Background: The prediction of outcome to ICPI in advanced NSCLC is of great clinical interest. We considered CGP, PD-L1 IHC, and real world data to investigate potential biomarkers for ICPI response. Methods: CGP and IHC was performed on 1,619 FFPE NSCLC samples in the FoundationCORE database (FMI). The SP142 antibody was used to capture PD-L1 tumor expression (PD-L1 TE) for these 1,619 samples. NSCLC patients (n=2139) in the Flatiron Health Analytic Database with FoundationOne testing CGP results and real world IHC results for PD-L1 TE were analyzed separately (FMI-FIH). CGP used >=50 ng of DNA and a hybrid-capture, adaptor ligation-based assay (median coverage depth>600X). TMB (mut/Mb) was determined on 1.1Mb of sequenced DNA. Results: PD-L1 IHC TE correlated weakly with TMB (FMI samples) (Spearman's q 0.085, p=6.16e-4); mean TMB was 10.9 mut/Mb, median 8.1 mut/Mb and 14.5% had high TMB (>=20 mut/Mb). From FMI-FIH, high TMB but not PD-L1 status predicted longer mean duration on therapy (DOT) (p=0.001). Analysis of the FMI and FMIFIH datasets revealed relationships between GA, PD-L1 TE, TMB, and mean DOT. Inactivating STK11 GA were seen in 12.1% of FMI-FIH and 15.1% of FMI samples, most often adenocarcinomas (aCa). STK11 GA correlated with high TMB/low PD-L1 (FMI; p=0.0014) and preliminary analyses suggest correlation with negative ICPI treatment outcome. Several genes were commonly co-altered with STK11 (FMI): KRAS (54.5%), TP53 (43%), CDKN2A (27.5%), CDKN2B (20.1%), KEAP1 (18.9%), and MYC (13.5%).

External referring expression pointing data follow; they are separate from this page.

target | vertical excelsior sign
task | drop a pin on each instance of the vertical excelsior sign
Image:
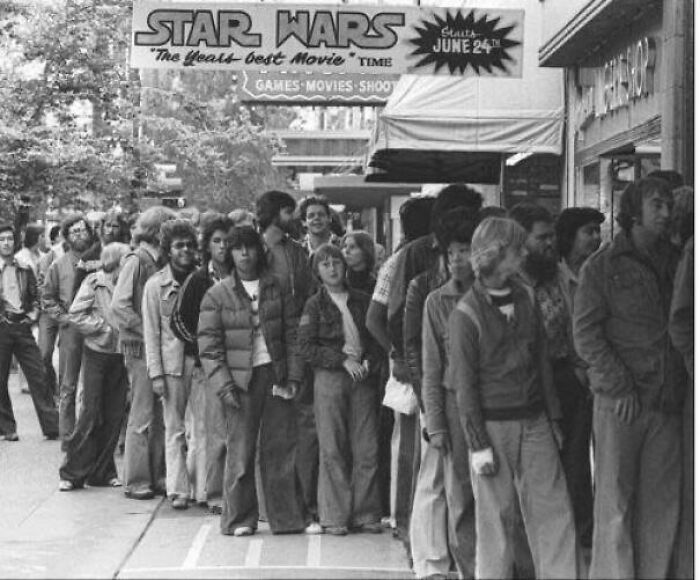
(386, 40)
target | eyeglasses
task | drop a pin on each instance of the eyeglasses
(78, 231)
(183, 245)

BRAF GA, most often short variants (SV) in aCa, were associated with prolonged DOT on ICPI regardless of TMB score (FMI-FIH; p=0.0073). MET SV also predicted prolonged DOT on ICPI, but insufficient events prevented calculation of statistical significance (FMI-FIH). Analysis of the TCGA lung aCa dataset revealed MET SV (2.8%) linked with immune activation gene expression profiles (p<0.05) and STK11 mutations (14.2%) with immune evasion profiles (p<0.05). Conclusions: Although TMB powerfully predicts ICPI outcome independent of tumor cell PD-L1 expression, considering GA in STK11, BRAF or MET may significantly increase the precision and improve outcomes when using genomics with IHC to guide to ICPI selection.